Is Travelzoo Shareholder-Unfriendly?

As a shareholder of any public company, it's nice when you know your opinion counts. Voting is not a privilege -- it's a right.

One of the most important things you can vote on within a company is who will serve on the board of directors and represent your best interests. It's important to have independent directors who aren't too cozy with senior management. It's so important that having a board with a majority of independent directors is a listing requirement for the Nasdaq and NYSE.

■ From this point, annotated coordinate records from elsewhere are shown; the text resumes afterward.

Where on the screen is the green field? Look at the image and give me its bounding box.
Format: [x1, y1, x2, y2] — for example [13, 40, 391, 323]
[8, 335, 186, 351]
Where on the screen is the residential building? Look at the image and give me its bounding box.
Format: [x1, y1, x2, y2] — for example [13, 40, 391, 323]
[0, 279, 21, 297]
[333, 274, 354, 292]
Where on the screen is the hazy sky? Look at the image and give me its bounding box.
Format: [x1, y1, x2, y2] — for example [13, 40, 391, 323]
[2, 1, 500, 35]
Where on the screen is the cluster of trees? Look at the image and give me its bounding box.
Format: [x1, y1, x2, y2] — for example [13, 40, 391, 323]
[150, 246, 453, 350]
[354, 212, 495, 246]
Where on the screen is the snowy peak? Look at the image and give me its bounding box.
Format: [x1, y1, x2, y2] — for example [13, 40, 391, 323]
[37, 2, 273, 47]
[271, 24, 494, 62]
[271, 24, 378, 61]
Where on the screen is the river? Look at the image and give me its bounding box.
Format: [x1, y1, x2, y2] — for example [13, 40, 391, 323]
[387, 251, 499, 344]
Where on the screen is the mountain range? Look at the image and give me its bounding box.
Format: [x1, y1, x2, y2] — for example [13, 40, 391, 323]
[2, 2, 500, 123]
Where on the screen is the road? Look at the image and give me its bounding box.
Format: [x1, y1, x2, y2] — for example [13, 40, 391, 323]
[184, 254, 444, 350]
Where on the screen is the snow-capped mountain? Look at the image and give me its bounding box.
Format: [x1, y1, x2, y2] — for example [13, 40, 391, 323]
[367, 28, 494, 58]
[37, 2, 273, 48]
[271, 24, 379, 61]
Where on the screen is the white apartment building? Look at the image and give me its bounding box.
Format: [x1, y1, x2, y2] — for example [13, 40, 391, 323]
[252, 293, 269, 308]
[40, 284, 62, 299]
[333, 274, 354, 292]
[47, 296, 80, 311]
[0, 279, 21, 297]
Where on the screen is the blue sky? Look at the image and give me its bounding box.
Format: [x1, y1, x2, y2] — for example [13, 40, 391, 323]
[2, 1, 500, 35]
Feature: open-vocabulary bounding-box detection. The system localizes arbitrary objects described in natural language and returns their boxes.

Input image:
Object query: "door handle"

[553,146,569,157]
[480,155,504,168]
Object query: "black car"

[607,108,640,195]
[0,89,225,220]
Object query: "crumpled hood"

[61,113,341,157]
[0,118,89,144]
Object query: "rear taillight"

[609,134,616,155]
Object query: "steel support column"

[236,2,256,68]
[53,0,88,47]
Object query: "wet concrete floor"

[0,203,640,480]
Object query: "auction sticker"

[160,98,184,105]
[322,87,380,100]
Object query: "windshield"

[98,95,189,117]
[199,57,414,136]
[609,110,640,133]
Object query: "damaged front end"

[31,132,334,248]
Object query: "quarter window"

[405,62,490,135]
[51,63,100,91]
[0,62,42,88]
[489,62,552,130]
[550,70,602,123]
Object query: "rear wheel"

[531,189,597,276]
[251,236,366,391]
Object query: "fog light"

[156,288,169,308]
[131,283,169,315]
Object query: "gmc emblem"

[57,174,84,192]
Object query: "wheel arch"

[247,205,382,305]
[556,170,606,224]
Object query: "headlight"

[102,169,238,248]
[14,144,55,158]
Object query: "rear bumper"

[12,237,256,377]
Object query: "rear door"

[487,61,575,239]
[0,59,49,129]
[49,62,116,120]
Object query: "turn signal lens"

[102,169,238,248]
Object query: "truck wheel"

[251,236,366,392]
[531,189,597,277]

How does Travelzoo (NAS: TZOO) fare in this department?

Who's the boss?
The company's founder, ex-CEO, ex-Chairman, and current director Ralph Bartel owns a controlling interest in Travelzoo. Although he has been unloading a good portion of his shares over the past several months, he still owns 8.5 million shares, which represents more than 51% of shares outstanding. Holger Bartel, Ralph Bartel's brother, also currently serves as chairman of the board even though he doesn't own any shares himself.

The fact that Ralph Bartel is in a position to control Travelzoo and elect the entire board of directors is definitely a risk factor. Even if every single other shareholder voted against him, he still has enough votes to strong-arm his own path forward.

With great power comes great responsibility
Just like my Uncle Ben used to tell me. As long as Bartel's interests are properly aligned with other shareholders', then his ability to sway the board likely won't harm investors. However, I did find an interesting note in the first-quarter 10-Q:

Note 14: Related Party Transaction
In July 2010, the Company entered into an independent contractor agreement with Holger Bartel, the Company's former Chief Executive Officer, the Company's Chairman and brother of Ralph Bartel, who controls the Company, to provide consulting services. Fees for these services rendered during the quarter ended March 31, 2011 totaled approximately $164,000.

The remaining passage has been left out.